Calvin411, CC BY-SA 4.0 , via Wikimedia Commons

As municipal planning and design shifts away from the sprawling, car-centric model that dominated much of the 20th century, developers and local governments can disagree over how to grow cities sustainably. Transit-oriented development (TOD), which prioritizes population density, walkability, land-use diversity and parking around transit nodes, is a long-standing field. However, much of the research in past years has omitted the critical component of land development potential.

Carmela Cucuzzella, professor of design and computation arts, recently published a paper on this topic in the journal Cities. In it, Cucuzzella and her co-authors create an easily transferrable TOD index that assesses the opportunities to create polycentric cities based around transit nodes outside of the downtown core.

“Work on this paper began pre-COVID, and now we are seeing how timely it is. There is a large portion of the population that is working in a hybrid model and they want vibrancy in their vicinity,” says Cucuzzella, a founding co-director of Concordia’s Next-Generation Cities Institute.

“The downtown core will always exist since it is the centre of our cultural activities, it’s where most of our jobs are located and it has the densest residential areas of the city.
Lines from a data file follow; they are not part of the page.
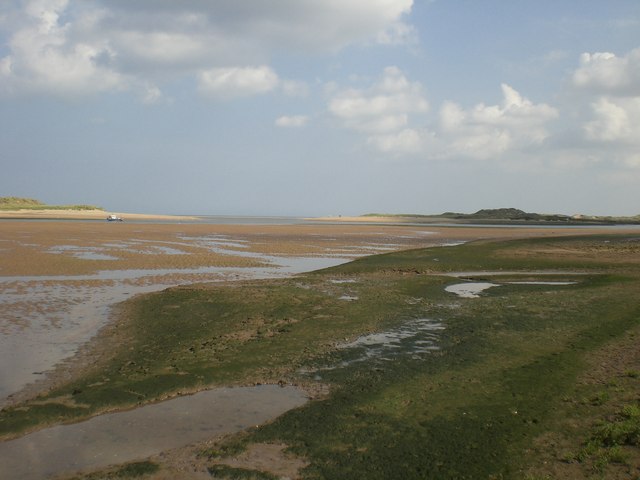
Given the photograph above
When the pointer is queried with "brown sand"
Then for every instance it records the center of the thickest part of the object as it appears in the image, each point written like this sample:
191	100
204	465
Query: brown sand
84	215
64	248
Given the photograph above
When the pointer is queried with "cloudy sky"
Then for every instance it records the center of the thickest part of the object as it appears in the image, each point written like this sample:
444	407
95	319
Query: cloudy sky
314	107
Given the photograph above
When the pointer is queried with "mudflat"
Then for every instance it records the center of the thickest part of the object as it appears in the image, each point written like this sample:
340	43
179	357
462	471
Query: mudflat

It will always remain the core.”

Jordan Owen of the Massachusetts Institute of Technology, Sherif Goubran at the American University in Cairo and Thomas Walker, a professor of finance at the John Molson School of Business, co-authored the paper.

Carmela Cucuzzella: “This index brings together city planners and the developers and investors to the same table, because they can work together now.”

Layers of the city

Cucuzzella studies how certain cities have successfully shifted urban mobility patterns at her research project CoLLaboratoire for Activating Multi-modal Mobility. The current study looks at the development potential based around the Réseau express métropolitain (REM) commuter rail network, which will soon serve the Montreal area and its surrounding suburbs with a 67-kilometre, 26-station system.

The index looks to integrate three distinct layers into its calculations, based on a one-kilometre walkable radius around each REM station. The layers combine socioenvironmental characteristics, economic vibrancy and development potential to assess their score. Each station is then ranked according to its development potential.

Socioeconomic characteristics look at the area’s walkability, including barriers like, in Montreal’s case, a river, a mountain, train tracks or a highway. It also includes a Green View Index, essentially measuring the area’s tree canopy and green spaces. Last is the car use ratio, which helps assess the potential of a shift to transit use.

Economic vibrancy is measured using the Yelp Open Dataset to quantify commercial diversity around stations and a commercial land index that quantifies how much land is dedicated to commercial activity. Finally, development potential is calculated using available developable land (residential zoned only) and current and maximum density allowances.

REM as a model

Nineteen of the REM’s 26 stations were ranked according to their TOD index scores. Fairview-Pointe-Claire and Des Sources in Montreal’s West Island and Bois-Franc in Ville St-Laurent ranked highest. The stations with the lowest scores were Marie-Curie in Montreal’s Technoparc close to Pierre Elliott Trudeau International Airport, Ville St-Laurent’s Du Ruisseau, on the border of Cartierville, and Côte-de-Liesse, in Ville St-Laurent’s heavily industrial section.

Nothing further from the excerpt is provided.